Before PowerHA v7: Reliable Scalable Cluster Technology (RSCT) PowerHA v7 and later: Cluster Aware AIX (CAA) By gathering heartbeat information on multiple nodes, PowerHA can determine what type of failure occurred and initiate the appropriate recovery action. Being able to distinguish between certain failures, for example the failure of a network and the failure of a node, requires a second network. Although this additional network can be “IP based,” it is possible that the entire IP subsystem can fail within a given node. Therefore, in addition there should be at least one, ideally two, non-IP networks. Failure to implement a non-IP network can potentially lead to a partitioned cluster, sometimes referred to as the split brain syndrome.

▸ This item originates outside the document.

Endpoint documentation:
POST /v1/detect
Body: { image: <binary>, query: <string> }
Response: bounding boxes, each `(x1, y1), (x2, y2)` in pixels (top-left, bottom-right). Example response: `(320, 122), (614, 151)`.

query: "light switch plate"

This situation can occur if the IP network between nodes becomes severed or in some cases congested. Because each node is still alive, PowerHA concludes the other nodes are down and initiates a takeover. After takeover, one or more applications might be running simultaneously on both nodes. If the shared disks are also online to both nodes, the result can lead to data divergence (massive data corruption). This is a situation that must be avoided, at all costs.

Starting in PowerHA v7 with the use of CAA, the new cluster repository disk automatically provides a form of non-IP heartbeating. Another option is to use SAN heartbeat, which is commonly referred to as sancomm or by the device name it uses called sfwcomm. Using sancomm requires SAN adapters that support target mode and zoning the adapters together so they can communicate with each other.

4 IBM PowerHA SystemMirror for AIX Best Practices

Important network best practices for high availability are as follows:

Failure detection is possible only if at least two physical adapters per node are in the same physical network or VLAN. Be extremely careful when you make subsequent changes to the networks, with regards to IP addresses, subnetmasks, intelligent switch port settings and VLANs.

The more unique types, both IP and non-IP, of networks the less likely of ever reporting a false-node-down failure.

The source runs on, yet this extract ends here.